We were two days in Milan last week and we had the opportunity to visit the beautiful Fondazione Prada. Co-chaired by Miuccia Prada and her husband Patrizio Bertelli, Fondazione Prada is an institution dedicated to contemporary art and culture. It has venues in Venice and in 2015 it opened a new, permanent facility in Milan. The amazing Milanese venue conceived by Rem Koolhaas, combines existing buildings with new structures. It is the result of the transformation of a distillery dating back to the 1910’s.

(Foto Bas Princen)
The golden building!

First we visited the permanent exhibition and from everything we saw, the following made a big impression to me: The artwork ‘Tulips’ (1995-2004) by Jeff Koons is a massive art installation, perfectly executed.

Carsten Holler’s amazing ‘Upside Down Mushroom Room’ is a dreamy installation that reminds you of Alice in Wonderland.
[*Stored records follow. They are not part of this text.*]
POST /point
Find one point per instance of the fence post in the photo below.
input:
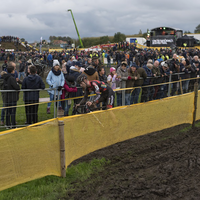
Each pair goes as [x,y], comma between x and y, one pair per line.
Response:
[180,84]
[169,85]
[123,93]
[195,103]
[62,148]
[54,103]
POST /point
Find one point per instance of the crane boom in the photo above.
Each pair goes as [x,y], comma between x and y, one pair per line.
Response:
[76,28]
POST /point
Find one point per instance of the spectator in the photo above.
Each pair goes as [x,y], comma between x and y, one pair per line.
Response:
[91,73]
[64,70]
[67,92]
[174,69]
[3,97]
[11,98]
[32,81]
[55,79]
[89,62]
[4,66]
[108,60]
[148,92]
[122,74]
[50,60]
[157,79]
[185,67]
[69,63]
[22,67]
[75,72]
[164,71]
[138,83]
[102,76]
[112,78]
[133,75]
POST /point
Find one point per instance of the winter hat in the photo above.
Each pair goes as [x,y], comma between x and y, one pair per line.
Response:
[134,65]
[112,69]
[56,62]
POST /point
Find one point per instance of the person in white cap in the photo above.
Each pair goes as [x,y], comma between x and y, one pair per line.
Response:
[55,79]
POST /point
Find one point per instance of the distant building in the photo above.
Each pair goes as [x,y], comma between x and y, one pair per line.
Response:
[58,42]
[163,36]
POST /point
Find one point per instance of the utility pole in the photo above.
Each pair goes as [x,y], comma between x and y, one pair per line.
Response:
[76,28]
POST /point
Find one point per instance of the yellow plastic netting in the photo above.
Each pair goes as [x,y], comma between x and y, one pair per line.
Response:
[33,152]
[89,132]
[29,153]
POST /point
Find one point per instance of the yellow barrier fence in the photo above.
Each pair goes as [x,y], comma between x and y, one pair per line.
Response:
[33,152]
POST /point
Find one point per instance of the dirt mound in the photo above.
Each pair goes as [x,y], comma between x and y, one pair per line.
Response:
[161,165]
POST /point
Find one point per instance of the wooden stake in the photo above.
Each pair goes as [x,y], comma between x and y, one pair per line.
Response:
[181,86]
[195,103]
[62,148]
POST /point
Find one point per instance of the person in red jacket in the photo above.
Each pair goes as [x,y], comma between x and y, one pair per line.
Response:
[67,92]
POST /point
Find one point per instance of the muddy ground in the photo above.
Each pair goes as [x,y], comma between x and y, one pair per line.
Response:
[164,165]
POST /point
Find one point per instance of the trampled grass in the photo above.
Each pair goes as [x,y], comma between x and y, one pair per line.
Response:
[52,187]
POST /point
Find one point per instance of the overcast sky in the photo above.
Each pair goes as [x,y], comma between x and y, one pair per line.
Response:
[33,19]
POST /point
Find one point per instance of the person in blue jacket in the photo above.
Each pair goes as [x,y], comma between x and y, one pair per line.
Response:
[32,81]
[55,79]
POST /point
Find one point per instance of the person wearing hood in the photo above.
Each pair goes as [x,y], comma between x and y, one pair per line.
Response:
[3,96]
[56,80]
[75,71]
[133,76]
[67,92]
[11,98]
[122,75]
[32,81]
[91,73]
[148,92]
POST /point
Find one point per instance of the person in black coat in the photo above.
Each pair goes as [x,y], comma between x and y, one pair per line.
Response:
[32,81]
[11,98]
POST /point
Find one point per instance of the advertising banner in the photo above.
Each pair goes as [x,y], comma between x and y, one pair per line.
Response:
[162,41]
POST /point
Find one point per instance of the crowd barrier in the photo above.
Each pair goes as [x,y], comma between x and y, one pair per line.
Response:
[48,147]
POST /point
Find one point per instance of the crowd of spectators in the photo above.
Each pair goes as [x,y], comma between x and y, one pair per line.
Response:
[9,39]
[143,69]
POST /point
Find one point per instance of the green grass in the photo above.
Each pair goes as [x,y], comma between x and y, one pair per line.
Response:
[52,187]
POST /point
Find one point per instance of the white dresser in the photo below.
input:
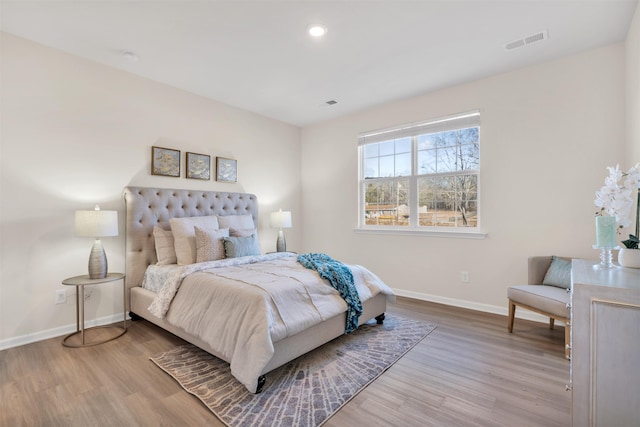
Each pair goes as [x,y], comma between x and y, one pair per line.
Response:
[605,346]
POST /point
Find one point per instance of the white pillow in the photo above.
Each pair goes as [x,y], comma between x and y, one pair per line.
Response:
[209,244]
[242,232]
[165,251]
[236,221]
[184,235]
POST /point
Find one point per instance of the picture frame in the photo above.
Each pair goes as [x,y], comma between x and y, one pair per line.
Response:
[226,170]
[165,162]
[198,166]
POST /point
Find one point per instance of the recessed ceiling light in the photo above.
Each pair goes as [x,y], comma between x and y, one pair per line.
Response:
[317,30]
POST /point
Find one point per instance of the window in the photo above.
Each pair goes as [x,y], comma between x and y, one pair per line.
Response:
[421,176]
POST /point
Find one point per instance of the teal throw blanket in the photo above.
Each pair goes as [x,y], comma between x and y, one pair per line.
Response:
[341,279]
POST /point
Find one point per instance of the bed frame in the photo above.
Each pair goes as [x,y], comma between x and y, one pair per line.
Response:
[149,207]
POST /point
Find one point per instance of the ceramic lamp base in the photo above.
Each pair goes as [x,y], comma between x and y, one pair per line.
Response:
[97,261]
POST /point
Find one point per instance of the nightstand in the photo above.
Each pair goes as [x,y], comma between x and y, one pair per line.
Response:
[80,282]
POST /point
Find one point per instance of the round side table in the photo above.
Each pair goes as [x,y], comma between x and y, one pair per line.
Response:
[80,282]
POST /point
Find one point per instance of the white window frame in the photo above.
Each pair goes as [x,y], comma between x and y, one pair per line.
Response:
[413,130]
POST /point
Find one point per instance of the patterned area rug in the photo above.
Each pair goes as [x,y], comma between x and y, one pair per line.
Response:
[307,390]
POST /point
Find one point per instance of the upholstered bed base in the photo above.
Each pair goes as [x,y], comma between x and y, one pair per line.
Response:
[286,349]
[149,207]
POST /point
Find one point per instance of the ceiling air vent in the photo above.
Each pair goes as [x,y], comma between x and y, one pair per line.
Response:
[525,41]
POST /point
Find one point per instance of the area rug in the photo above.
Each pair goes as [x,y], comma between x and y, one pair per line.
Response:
[307,390]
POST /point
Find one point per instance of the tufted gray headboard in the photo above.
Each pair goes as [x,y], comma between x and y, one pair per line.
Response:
[148,207]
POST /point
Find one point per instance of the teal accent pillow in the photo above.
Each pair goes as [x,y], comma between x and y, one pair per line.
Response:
[235,247]
[558,274]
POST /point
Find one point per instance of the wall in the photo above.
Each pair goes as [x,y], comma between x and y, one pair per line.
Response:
[547,134]
[633,90]
[74,133]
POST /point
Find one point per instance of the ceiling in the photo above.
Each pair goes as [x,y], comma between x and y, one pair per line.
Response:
[256,55]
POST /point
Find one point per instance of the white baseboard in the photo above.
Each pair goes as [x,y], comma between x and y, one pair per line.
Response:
[57,332]
[487,308]
[107,320]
And last but not least, ‘The Last Judgement’ (2002) by Damien Hirst, which is a huge artwork consisted of real flies glued with resin on canvas.

We also saw a temporary exhibition project curated by Wes Anderson, one of my favorite directors, together with illustrator, designer and writer Juman Malouf. The exhibition is called ‘Il sarcofago di Spitzmaus e altri tesori’ (meaning Spitzmaus Mummy in a Coffin and Other Treasures). Organized in collaboration with two Austrian museums, the exhibition features 538 artworks and objects selected by the two curators, from collections of the Art History Museum and the Natural History Museum in Vienna. The exhibition is organized in a very interesting way by groups of works: from green objects to portraits of children, from miniatures to timepieces, from boxes to wooden objects, from portraits of noblemen and common people to natural subjects like meteorites and animals. All items are mixed and combined, with no regard to chronological order or art movement, with unexpected but very interesting results.

In the end, we enjoyed a great espresso at the Bar Luce, the Fondazione cafe. It was designed by Wes Anderson himself in 2015, recreating the atmosphere of a typical Milanese cafe. The colors, the formica furniture, the seats, the floor, and the wood wall panels are inspired by Italian popular culture and aesthetics from the 1950s and 1960s.